Enantioselective determination of ornidazole in human plasma by liquid chromatography–tandem mass spectrometry on a Chiral-AGP column

Abstract

A rapid, sensitive, and enantioselective method was developed and validated for determination of ornidazole enantiomers in human plasma by liquid chromatography–tandem mass spectrometry. Ornidazole enantiomers were extracted from 100μl of plasma using ethyl acetate. Baseline chiral separation (Rs=2.0) was obtained within 7.5min on a Chiral-AGP column (150mm×4.0mm, 5μm) using an isocratic mobile phase of 10mM ammonium acetate/acetic acid (100/0.01, v/v).
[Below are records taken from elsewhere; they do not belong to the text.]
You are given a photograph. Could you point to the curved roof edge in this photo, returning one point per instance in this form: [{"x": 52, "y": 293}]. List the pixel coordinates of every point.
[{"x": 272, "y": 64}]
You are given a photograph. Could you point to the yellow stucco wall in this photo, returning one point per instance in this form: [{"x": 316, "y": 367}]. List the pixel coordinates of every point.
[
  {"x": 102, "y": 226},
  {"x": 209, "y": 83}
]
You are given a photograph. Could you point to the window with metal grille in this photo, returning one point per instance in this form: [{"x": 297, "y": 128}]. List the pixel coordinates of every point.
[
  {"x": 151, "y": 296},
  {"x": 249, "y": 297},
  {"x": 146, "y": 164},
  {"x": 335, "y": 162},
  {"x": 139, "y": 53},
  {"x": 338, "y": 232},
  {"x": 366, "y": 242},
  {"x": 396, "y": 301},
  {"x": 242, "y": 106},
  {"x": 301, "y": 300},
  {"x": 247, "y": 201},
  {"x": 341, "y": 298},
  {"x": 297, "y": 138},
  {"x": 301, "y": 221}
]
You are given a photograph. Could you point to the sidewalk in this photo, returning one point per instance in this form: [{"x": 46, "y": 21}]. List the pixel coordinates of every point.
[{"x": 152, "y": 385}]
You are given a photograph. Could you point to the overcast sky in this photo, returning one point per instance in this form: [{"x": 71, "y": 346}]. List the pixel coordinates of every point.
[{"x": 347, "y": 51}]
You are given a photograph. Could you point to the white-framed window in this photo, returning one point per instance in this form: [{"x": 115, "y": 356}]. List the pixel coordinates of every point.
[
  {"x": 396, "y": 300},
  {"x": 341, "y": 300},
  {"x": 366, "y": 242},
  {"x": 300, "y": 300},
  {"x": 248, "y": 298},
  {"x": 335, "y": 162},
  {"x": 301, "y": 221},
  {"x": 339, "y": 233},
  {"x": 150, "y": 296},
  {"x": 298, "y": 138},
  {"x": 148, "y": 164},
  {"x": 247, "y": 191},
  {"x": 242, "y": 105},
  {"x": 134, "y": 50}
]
Stable isotopically labeled R-(+)-d5-ornidazole and S-(−)-d5-ornidazole were synthesized as internal standards. Acquisition of mass spectrometric data was performed in multiple reaction monitoring mode via positive electrospray ionization, using the transitions of m/z 220→128 for ornidazole enantiomers, and m/z 225→128 for d5-ornidazole enantiomers. The method was linear in the concentration range of 0.030–10.0μg/ml for each enantiomer. The lower limit of quantification for each enantiomer was 0.030μg/ml. The relative standard deviation values of intra- and inter-day precision were 1.8–6.2% and 1.5–10.2% for R-(+)-ornidazole and S-(−)-ornidazole, respectively. The relative error values of accuracy ranged from −4.5% to 1.2% for R-(+)-ornidazole and from −5.4% to −0.8% for S-(−)-ornidazole. The validated method was successfully applied to a stereoselective pharmacokinetic study of ornidazole after oral administration of 1000mg racemic ornidazole.